A grandes rasgos, en este texto el cíborg no se vincula con la trascendencia del ser humano a un plano superior, sino con su degradación: en manos equivocadas, como indica Sádaba (2009) en un parafraseo de Goya, el sueño de la razón (de la biotecnología, en este caso) produce monstruos. La pregunta clave reside entonces en cuestionarse quiénes son los verdaderos monstruos: aquellos seres que fueron modificados para fines bélicos o quienes los crearon.
Conclusiones
Para cerrar este análisis, se destaca que en la mayor parte de los textos analizados el cíborg alerta sobre los peligros de la tecnología y sus límites éticos (tal y como ocurre, por ejemplo, en “El ejército de Onara”). En este caso, la incorporación de la tecnología animaliza degrada al que la utiliza y vuelve monstruoso tanto al usuario como al creador.
En tanto, en “Joyería mental” y en “Lunas en vez de sombras”, la tecnología resulta incapaz de resolver las preocupaciones inherentes a la existencia humana. Llama la atención también que, en estos casos, la gradación del cíborg no abarca el nivel 3 -según la escala de Grey-, lo cual podría implicar que la humanidad en los personajes no se pone entredicho, a diferencia del texto de Garro. El proceso de convertirse en un cíborg se relaciona más bien en ambos textos con un uso hedonista; la tecnología y las posibilidades que esta brinda para convertirse en cíborg se presentan como un bien de consumo anhelado.

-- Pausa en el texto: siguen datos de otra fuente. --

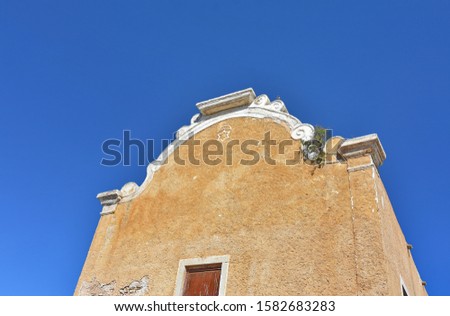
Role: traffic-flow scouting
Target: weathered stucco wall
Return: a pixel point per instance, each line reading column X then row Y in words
column 288, row 230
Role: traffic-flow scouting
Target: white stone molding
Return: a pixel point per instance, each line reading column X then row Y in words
column 236, row 105
column 181, row 275
column 361, row 146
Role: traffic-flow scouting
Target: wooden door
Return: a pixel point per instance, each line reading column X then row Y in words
column 202, row 280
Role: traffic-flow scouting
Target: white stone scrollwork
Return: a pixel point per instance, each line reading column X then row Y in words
column 304, row 132
column 240, row 104
column 261, row 100
column 129, row 188
column 181, row 131
column 278, row 105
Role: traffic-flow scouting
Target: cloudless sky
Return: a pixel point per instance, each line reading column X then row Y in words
column 75, row 73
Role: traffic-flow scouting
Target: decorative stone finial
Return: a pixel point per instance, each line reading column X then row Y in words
column 225, row 102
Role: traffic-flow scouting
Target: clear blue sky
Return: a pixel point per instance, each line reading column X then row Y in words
column 74, row 73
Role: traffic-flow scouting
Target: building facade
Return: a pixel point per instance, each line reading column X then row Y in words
column 247, row 200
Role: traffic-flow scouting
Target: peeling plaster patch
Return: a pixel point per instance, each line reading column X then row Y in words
column 95, row 288
column 136, row 288
column 224, row 133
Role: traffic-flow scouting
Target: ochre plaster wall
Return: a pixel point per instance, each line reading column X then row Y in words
column 288, row 230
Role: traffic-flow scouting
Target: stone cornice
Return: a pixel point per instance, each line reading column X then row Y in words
column 225, row 102
column 361, row 146
column 234, row 105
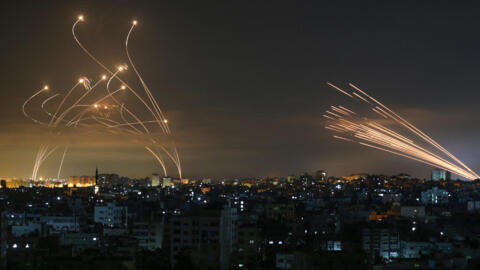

Por su parte, en “Yo la criatura” la subjetividad de Victoria reta por completo las dualidades básicas del pensamiento occidental. Esta transgresión al modelo de humano es un proceso gozoso para Victoria, orgullosa de su monstruosidad. En este caso, el cíborg sale bien librado, ya que consigue sus objetivos (no estar solo, formar una familia).
Como palabras finales, como bien indica Sádaba (2009), ante el eminente auge de los descubrimientos en el área científica y tecnológica, la literatura de ciencia ficción se encarga de presentar al lector esos “futuros imaginados” (p. 31). Estos textos funcionan entonces como un espacio catártico (y por ende, tranquilizador) sobre los miedos en torno a un presente dominado por el conocimiento tecnocientífco, pero además “articulan una auténtica economía política de la esperanza” (p. 231), pues las profecías anunciadas en ellos todavía no llegan, es decir, hay aún tiempo para cambiar el futuro. Además, como advierten Gray (2011) y Chavarría Alfaro (2015), el desarrollo de estas nuevas tecnologías debe formar parte de una discusión pública y democrática, porque se corre el riesgo de que el debate se haga a puertas cerradas, con la participación de algunos pocos privilegiados. La ciencia ficción (y las reflexiones y preocupaciones inherentes a ella) resulta entonces una valiosa antesala a este diálogo tan necesario.